We are answering about 60 ask an agent questions a week. We get everything from questions as vague as “Can you tell me anything else about this property?” to people comparing homes to their marriage like this customer that said “It [the house] is a perfect opportunity as my hubby is the fixer upper type (I am the finder type…).” We haven’t been stumped yet so now is your opportunity to ask us something that even Ken Jennings can’t answer.
Don’t be shy, our agents are standing by.
September 15, 2006
We found a flick about us on YouTube in which a guy by the name of Joel manages to bring together water closets and real estate. At first we thought this was a secret test by our beloved Marketing department trying out our first TV spot. But then it dawned on us that Eric Heller and Glenn Kelman are on vacation. This is for real.
We liked how Joel compared plumbers and real estate agents. We have often made a similar reference to booksellers. When Amazon.com (where several Redfinnians worked in a prior life) launched its website in 1995 and received immediate and widespread attention, the bookstore owners cried foul. The press talked about the demise of the old-fashioned bookstore. Some bookstores that could barely support themselves were crushed by Amazon.com and similar online plays.
However, the viable bookstores are thriving. Some of our all-time favorites include Elliot Bay Books in Seattle, Kepler’s in Menlo Park, or the famous City Lights bookstore in San Francisco. Not to mention Powell’s in Portland, which now has a booming online presence on Amazon.com. In addition to these tried-and-true booksellers, Amazon.com created a new breed (and a new generation) of penny-booksellers. Their business model is to give away books they get for free and charge only for handling and shipping. They make $1 per order on the handling.

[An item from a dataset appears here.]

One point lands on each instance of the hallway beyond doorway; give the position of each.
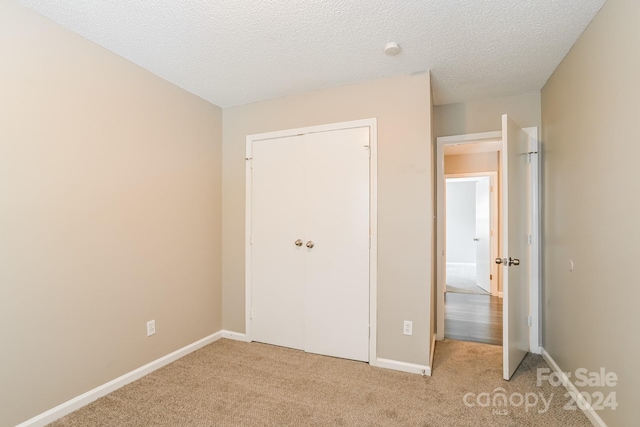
(471, 317)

Book shoppers now have a choice — buy the book new for a discount, or, used at a rock-bottom price. Get the personalized advice from the good ol’ book store keeper, or the power of customer feedback. Almost everyone wins. We believe the business of real estate will change in similar ways.
We’re just not quite ready to accept that waterless toilets with a composting bin underneath are the wave of the future. Joel has started to convince us though.
Sebastian and Rob
August 25, 2006
Sitting in the passenger seat of a minivan we just rented at SFO cruising north on 101 at 65 mph (Eric drives too slow) heading to set up our booth at the Trump Expo I realized that we have a limited number of extra tickets for the show.
In the hopes of meeting some of the many San Francisco Bay Area Redfin users, I pulled out my laptop and much-maligned Treo and logged into the Redfin blog to get the word out.

If you are interested in going to the show ($280 street value), drop me a line at “rob at redfin dot com” and I will try to hook you up with a ticket. George Foreman, Al Gore and Donald Trump are speaking!